The following steps are required for allowing access to BigQuery:
A new Google Cloud service account must be created with the following permissions: BigQuery User
and Storage Object Creator
.
On the MorphL VM, the service account (JSON format) must be copied to /opt/secrets/keyfile.json
.
The name of the BigQuery dataset that contains the Google Analytics data must exist in /opt/secrets/src_bq_dataset.txt
.
cat > /opt/secrets/src_bq_dataset.txt << EOF
1111111
EOF
A BigQuery dataset with the name bq_avro_morphl
must be created. This dataset will be used as a placeholder for running queries and creating temporary tables before the data is exported to the Google Cloud Storage (GCS).

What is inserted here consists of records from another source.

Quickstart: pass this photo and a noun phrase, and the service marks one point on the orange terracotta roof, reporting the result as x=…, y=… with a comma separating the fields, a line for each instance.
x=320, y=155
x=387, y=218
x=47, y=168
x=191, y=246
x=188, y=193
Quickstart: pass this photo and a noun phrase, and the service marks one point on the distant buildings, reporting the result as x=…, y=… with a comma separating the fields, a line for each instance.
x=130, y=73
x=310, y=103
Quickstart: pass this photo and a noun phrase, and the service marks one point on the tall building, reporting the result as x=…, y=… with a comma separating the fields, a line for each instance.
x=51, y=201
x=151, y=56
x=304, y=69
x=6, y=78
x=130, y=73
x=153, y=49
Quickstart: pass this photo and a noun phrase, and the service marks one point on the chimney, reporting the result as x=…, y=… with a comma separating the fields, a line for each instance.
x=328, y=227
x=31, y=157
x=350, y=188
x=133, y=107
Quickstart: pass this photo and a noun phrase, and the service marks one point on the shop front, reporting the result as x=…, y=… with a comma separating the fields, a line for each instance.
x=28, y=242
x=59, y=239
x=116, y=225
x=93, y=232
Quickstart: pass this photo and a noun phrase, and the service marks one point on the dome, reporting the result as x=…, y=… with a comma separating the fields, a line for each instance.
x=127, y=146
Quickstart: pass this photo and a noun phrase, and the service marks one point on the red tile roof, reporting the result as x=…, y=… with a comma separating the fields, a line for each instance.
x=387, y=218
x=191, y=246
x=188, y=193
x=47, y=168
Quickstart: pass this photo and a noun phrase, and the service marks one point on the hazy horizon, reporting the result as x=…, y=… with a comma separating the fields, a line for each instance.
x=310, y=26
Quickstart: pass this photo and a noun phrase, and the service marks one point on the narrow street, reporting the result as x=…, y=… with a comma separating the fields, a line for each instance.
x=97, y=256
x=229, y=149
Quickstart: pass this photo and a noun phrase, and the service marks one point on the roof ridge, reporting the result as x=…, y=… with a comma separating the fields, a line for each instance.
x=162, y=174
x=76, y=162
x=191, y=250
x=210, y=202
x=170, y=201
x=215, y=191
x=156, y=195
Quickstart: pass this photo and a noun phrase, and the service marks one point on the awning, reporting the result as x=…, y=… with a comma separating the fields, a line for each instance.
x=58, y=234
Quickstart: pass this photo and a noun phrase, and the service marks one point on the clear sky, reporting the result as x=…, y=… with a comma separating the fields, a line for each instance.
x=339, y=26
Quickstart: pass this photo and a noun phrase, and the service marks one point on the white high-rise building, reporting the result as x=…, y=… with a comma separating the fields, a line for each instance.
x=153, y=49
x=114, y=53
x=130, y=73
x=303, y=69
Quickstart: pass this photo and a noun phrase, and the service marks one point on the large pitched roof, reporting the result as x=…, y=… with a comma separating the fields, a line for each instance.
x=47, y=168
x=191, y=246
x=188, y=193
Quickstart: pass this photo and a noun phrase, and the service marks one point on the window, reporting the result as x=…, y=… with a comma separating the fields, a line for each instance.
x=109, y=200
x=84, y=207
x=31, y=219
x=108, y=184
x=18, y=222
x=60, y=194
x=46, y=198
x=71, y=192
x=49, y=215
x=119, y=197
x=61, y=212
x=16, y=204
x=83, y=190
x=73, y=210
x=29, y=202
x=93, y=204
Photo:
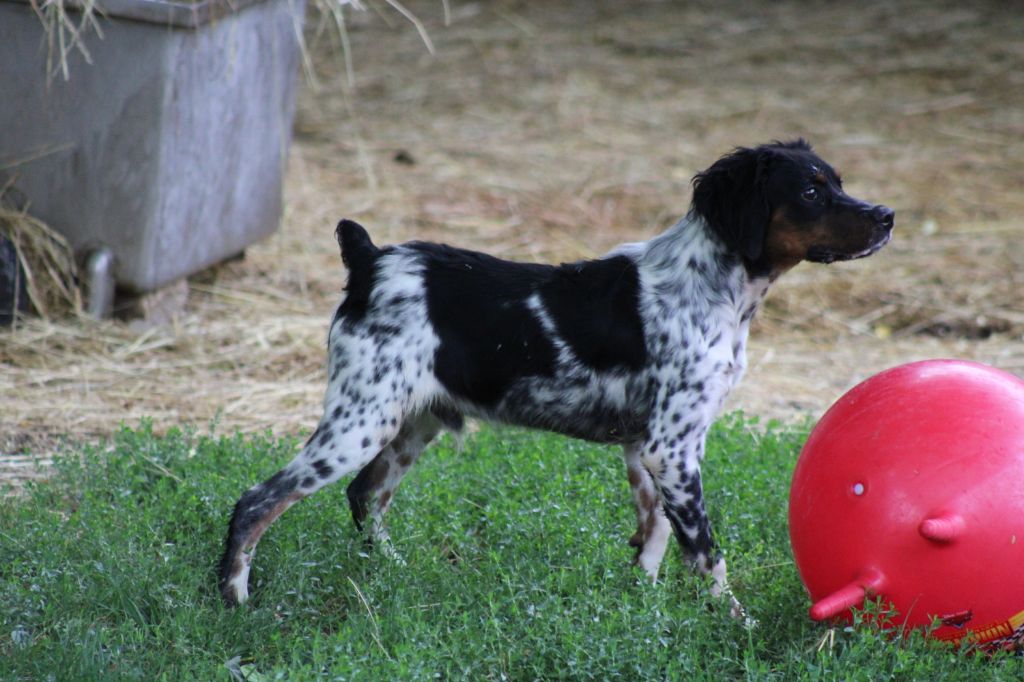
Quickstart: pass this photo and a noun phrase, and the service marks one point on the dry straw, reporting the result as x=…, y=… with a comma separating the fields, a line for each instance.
x=45, y=258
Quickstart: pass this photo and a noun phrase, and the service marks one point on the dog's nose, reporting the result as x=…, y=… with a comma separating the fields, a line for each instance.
x=884, y=215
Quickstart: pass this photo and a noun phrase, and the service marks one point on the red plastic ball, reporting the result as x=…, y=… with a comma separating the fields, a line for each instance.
x=911, y=488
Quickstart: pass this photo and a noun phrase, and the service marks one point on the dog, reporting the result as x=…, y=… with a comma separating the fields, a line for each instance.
x=639, y=347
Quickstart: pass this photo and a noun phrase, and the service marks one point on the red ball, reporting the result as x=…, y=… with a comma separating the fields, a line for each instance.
x=911, y=488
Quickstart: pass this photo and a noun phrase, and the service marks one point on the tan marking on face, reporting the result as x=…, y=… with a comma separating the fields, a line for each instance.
x=786, y=245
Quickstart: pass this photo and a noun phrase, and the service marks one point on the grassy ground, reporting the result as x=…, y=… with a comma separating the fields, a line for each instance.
x=517, y=569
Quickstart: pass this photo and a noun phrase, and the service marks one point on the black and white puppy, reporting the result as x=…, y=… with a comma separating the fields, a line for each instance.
x=639, y=347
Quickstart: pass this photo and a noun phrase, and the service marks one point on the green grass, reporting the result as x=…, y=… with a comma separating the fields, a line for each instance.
x=517, y=568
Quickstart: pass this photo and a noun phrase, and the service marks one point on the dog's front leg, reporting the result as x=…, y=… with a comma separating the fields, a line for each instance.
x=673, y=454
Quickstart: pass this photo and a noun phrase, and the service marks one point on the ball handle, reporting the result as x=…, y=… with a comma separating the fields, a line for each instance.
x=869, y=581
x=942, y=527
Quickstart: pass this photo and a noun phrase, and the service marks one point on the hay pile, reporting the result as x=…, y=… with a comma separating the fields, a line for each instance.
x=555, y=130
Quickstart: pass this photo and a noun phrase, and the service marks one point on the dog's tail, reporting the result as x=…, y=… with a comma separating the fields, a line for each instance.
x=356, y=248
x=359, y=255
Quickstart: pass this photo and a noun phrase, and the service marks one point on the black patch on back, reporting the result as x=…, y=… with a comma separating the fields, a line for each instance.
x=489, y=337
x=595, y=307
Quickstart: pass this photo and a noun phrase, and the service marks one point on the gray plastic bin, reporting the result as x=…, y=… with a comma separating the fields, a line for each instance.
x=168, y=148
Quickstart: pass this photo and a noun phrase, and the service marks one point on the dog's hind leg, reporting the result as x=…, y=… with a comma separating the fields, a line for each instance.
x=372, y=492
x=653, y=528
x=339, y=445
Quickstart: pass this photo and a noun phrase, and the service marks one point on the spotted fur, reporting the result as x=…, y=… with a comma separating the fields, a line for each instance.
x=639, y=347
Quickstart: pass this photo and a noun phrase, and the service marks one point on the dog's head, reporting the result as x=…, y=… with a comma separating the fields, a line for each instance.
x=779, y=204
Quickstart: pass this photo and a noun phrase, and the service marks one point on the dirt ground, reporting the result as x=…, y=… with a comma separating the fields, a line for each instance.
x=554, y=130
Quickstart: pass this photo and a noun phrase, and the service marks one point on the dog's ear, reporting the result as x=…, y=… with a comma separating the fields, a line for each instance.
x=732, y=198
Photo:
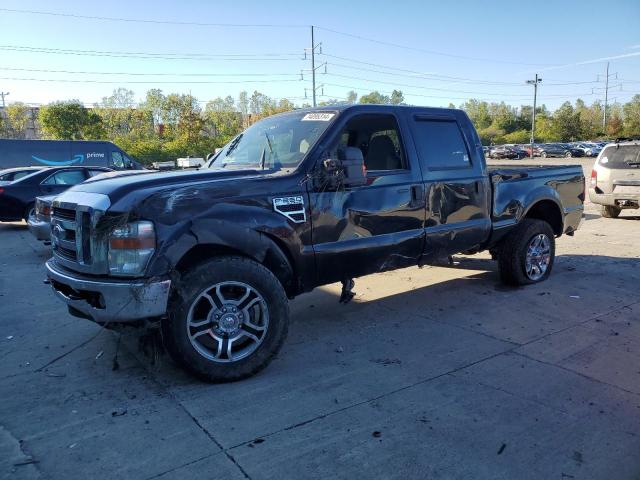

A new GCS bucket called bq_avro_morphl
must be created. This bucket will contain temporary .avro
files that will be downloaded on the MorphL VM.
If your Google Analytics 360 account contains data from multiple domain names, the website URL must be configured:
cat > /opt/secrets/website_url.txt << EOF
www.websitename.com
EOF
The following commands are part of runextractor.sh
and their purpose is to create the authenticated environment necessary for the CLI utilities bq
and gsutil
to run successfully:
gcloud config set project ${GCP_PROJECT_ID}
gcloud auth activate-service-account --key-file=${KEY_FILE_LOCATION}
bq ls &>/dev/null
Note: bq
and gsutil
are companion utilities to gcloud
. All three are installed as components of the Google Cloud SDK.
Next, there is a sed
command that dynamically generates the BQ query to execute by substituting the necessary variables in the template training/query.sql.template
(for training) or prediction/query.sql.template
(for predictions).
The query generated above is executed by the BigQuery engine, and the results are saved in the table DEST_TABLE
:
bq query --use_legacy_sql=false --destination_table=${DEST_TABLE} < /opt/code/ingestion/bq_extractor/query.sql &>/dev/null
The results of the query are converted into the Avro format and saved to Google Cloud Storage (S3 equivalent in GCP):
bq extract --destination_format=AVRO ${DEST_TABLE} ${DEST_GCS_AVRO_FILE}
The BigQuery table DEST_TABLE
is deleted (following a safeguard conditional):
echo ${DEST_TABLE} | grep ^bq_avro_morphl.ga_sessions_ && bq rm -f ${DEST_TABLE}
The resulting Avro file DEST_GCS_AVRO_FILE
is downloaded from GCS to the local directory /opt/landing
:
gsutil cp ${DEST_GCS_AVRO_FILE} /opt/landing/
The remote Avro file DEST_GCS_AVRO_FILE
is deleted (following a safeguard conditional):
echo ${DEST_GCS_AVRO_FILE} | grep '^gs://bq_avro_morphl/ga_sessions_.*.avro$' && gsutil rm ${DEST_GCS_AVRO_FILE}
The PySpark script ga_chp_bq_ingest_avro_file.py
then converts the contents of LOCAL_AVRO_FILE into a DataFrame.
Finally, the DataFrame is saved to Cassandra.